Henri Christophe was born on October 6th, 1767, in Grenada. His father was a freeman and his mother was a slave. He was brought to Saint-Domingue (then the name for Haiti, which was a French colony at the time) as a slave. In 1780, during the American Revolution, he fought in a French unit at Savanna, Georgia. After the war, he returned to Saint-Domingue, and worked many service jobs. Then he went to work as a domestic in the Couronne Inn, and married the daughter of the proprietor. During that time he also gained his freedom and became a freeman. After the French Revolution broke out, the revolutionary spirit soon spread into Haiti and gave rise to widespread calls for freedom. In 1791, there was a massive slave uprising against the French colonial powers, and Christophe joined the party of the Haitian independence leader, Toussaint Louverture, in 1793. Christophe worked his way up and soon became one of Louverture's chief lieutenants in fighting the French colonists, the British, and the Spaniards, before ultimately fighting French military men that stepped in to unsuccessfully quell the uprising.
Rise to Power
After he had joined Jean-Jacques Dessalines, Christophe helped him successfully defeat the French. The colony gained independence in 1804, and was renamed as Haiti. After Dessalines' assassination, Christophe was appointed as president for a four-year term, though he was unhappy with it, and attempted a coup that failed. In 1807, Christophe formed a "State" of Haiti, and set himself up as the ruler of the new state, whereas the southern territory was under the control of rival Alexandre Pétion. The battles between Christophe and Petion were brutal, and lasted for many years, but Christophe was unable to concur Petion. After a failed siege in 1807, he retreated to the north and focused on establishing a stable government there. After finally reaching an informal peace agreement with Petion, Christophe crowned himself as King of Haiti in 1811.

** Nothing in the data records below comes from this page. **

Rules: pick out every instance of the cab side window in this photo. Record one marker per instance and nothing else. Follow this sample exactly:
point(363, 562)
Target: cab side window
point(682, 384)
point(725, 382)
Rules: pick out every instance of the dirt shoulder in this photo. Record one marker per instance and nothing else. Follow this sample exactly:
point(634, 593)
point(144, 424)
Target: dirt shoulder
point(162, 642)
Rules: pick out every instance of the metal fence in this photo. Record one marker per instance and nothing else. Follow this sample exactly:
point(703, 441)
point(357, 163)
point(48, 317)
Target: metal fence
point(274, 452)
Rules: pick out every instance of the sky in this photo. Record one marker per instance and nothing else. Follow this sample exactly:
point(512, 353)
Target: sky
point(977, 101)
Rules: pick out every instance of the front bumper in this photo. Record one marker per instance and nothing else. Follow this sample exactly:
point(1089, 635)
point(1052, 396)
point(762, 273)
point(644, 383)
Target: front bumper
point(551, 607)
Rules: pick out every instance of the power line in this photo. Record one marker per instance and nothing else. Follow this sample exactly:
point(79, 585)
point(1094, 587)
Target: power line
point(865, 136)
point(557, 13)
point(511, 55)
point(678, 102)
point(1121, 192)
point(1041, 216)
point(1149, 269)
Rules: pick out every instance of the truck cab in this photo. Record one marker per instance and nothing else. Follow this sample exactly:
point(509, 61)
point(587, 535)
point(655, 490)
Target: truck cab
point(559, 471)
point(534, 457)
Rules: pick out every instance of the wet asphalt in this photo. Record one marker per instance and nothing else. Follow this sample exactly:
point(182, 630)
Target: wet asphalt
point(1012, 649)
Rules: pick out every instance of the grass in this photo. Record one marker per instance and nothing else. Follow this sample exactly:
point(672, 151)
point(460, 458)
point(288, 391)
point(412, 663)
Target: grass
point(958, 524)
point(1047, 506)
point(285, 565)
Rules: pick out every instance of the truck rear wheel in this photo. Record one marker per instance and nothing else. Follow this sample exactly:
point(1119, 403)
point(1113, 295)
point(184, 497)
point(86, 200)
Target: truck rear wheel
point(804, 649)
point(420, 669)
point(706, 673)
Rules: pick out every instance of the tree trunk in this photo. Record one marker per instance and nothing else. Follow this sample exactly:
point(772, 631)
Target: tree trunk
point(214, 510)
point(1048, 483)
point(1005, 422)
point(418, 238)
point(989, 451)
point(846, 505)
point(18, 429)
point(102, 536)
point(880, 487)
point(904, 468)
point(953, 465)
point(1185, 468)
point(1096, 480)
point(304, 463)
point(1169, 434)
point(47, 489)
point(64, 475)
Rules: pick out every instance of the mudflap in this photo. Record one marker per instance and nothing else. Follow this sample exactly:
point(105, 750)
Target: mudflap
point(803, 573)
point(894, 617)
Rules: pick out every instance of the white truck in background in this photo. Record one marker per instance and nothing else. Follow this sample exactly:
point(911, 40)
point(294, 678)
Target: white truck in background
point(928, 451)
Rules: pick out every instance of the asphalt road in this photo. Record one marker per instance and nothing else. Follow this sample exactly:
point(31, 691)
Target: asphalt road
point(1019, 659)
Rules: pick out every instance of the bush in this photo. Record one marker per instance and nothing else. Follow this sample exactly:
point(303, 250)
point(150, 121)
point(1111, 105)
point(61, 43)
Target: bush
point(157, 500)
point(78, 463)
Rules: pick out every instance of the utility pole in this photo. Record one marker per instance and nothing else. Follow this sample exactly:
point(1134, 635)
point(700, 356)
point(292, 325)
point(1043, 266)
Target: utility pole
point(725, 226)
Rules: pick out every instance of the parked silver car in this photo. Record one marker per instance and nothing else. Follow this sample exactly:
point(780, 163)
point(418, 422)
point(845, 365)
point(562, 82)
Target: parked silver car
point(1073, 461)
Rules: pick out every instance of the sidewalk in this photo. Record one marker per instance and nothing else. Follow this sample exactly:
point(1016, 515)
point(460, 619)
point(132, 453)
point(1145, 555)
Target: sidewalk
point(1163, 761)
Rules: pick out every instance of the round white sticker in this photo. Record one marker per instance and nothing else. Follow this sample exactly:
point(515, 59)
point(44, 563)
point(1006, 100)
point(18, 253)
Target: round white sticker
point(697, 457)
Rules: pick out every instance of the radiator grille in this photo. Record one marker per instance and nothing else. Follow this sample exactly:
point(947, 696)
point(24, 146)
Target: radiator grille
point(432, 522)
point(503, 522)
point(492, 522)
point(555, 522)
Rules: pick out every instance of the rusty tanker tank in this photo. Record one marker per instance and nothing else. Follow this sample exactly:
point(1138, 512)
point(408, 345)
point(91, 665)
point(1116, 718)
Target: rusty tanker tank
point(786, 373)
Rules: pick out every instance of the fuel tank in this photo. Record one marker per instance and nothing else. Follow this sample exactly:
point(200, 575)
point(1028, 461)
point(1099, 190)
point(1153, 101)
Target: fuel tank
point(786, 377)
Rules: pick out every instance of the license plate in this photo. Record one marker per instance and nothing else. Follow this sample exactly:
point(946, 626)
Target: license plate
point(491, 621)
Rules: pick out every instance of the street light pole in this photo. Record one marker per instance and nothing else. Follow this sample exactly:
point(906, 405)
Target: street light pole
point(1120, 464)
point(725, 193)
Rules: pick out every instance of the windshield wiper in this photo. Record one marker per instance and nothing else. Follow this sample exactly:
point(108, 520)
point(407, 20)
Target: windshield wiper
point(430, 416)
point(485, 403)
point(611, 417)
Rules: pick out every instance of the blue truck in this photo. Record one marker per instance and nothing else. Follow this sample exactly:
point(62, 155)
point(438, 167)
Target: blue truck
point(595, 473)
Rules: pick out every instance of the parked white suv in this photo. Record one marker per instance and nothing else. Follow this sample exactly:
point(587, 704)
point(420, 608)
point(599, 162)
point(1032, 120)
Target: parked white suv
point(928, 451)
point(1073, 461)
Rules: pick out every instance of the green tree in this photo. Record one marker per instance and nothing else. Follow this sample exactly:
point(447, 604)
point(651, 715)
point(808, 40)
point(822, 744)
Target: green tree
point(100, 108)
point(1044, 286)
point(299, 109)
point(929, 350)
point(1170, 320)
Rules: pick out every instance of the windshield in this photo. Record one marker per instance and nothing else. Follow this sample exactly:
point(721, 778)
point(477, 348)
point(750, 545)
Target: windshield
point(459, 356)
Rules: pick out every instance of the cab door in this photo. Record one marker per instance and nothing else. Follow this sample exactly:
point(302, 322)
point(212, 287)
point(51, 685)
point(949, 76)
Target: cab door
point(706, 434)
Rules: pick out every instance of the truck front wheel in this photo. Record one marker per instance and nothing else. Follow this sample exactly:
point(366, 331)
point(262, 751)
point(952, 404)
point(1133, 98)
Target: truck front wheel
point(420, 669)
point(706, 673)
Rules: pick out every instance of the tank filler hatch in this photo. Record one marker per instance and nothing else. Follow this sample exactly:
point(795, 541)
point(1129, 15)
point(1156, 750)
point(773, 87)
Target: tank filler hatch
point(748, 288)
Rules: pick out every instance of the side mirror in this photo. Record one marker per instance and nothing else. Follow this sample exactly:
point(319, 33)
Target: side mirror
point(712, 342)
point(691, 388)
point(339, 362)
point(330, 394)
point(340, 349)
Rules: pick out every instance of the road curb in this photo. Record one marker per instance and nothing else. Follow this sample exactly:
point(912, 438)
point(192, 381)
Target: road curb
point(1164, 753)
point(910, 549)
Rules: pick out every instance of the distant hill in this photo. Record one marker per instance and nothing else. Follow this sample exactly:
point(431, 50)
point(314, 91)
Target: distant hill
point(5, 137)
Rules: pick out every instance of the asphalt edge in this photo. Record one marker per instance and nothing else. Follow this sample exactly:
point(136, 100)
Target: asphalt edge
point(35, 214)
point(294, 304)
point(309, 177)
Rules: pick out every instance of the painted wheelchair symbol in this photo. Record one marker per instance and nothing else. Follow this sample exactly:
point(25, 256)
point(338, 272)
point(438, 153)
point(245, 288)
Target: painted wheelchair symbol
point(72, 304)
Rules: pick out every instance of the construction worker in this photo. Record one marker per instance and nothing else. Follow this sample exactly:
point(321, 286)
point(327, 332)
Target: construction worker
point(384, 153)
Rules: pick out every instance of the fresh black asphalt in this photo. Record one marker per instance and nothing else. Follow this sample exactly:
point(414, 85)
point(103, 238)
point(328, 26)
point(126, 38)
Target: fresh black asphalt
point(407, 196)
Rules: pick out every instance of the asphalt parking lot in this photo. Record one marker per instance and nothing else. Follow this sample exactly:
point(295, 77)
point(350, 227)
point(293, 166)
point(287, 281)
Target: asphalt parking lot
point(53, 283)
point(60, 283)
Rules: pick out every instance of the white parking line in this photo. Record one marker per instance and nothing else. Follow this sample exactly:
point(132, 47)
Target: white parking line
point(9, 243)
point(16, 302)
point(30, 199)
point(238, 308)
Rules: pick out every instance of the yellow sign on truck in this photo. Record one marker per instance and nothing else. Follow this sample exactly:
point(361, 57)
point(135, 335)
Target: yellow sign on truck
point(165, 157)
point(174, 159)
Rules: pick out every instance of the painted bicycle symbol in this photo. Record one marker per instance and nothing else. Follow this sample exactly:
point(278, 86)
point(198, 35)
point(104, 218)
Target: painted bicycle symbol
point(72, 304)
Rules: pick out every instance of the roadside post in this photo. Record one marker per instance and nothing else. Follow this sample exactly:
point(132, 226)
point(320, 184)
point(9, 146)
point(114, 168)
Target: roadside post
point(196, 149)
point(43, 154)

Christophe played a crucial in helping facilitate Haiti's achieving of its independence. And then, as a ruler, he set into place a constitution that recognized every person in the State of Haiti as being free, and in doing so abolished slavery once and for all there. He also established a council of state to govern the state more effectively as well. After making himself the King of Haiti, he introduced paid labor, and significantly developed Haiti's economy and integrated it into the world economy as a larger player. Christophe also helped set solid foundations for Haiti's agricultural infrastructure, and also introduced a more advanced, and comprehensive, school system which was based on the British Lancastrian system, which incorporated peer tutoring. Grammar schools were built to provide Haitians with traditional education, and trade schools were also established to help citizens to cultivate practical, professional skills.
During much of the duration of his reign, Christophe and his Kingdom were under the potential threat of his powerful rival, Petion. Years of civil conflict and war led them to a truce, though not until 1807. Following the truce, he focused all of his efforts into building a strong kingdom. Although Christophe made many accomplishments in the early years of his reign, his power was significantly challenged as time went on. He became more tyrannical and abused his power, and therefore induced distrust and discontent among his officers and advisors. Meanwhile, his order to grant every person in Haiti equal freedom aroused hostility from the mulattos, who believed that they were superior to those of purely African descent, and their stance posed a serious threat to Christophe's rule.
Death and Legacy
In 1820, facing a assassination undertaken by the troops and officers, Christophe ordered his loyals to leave, and committed suicide with a pistol in his palace. Today, Christophe is remembered as one of the most important political figures in Haitian history. He helped Haiti to gain its independence from colonial powers, and Haiti was the first country with a majority of people African descent to become independently free from European powers. He also established a stable government in Haiti, and had profound political influence on the country that lasts to this day. His Kingdom became part of the Haitian Republic in 1821 and, although his late policies caused many to become discontent, it was generally recognized that he was a devotee to his country and his people.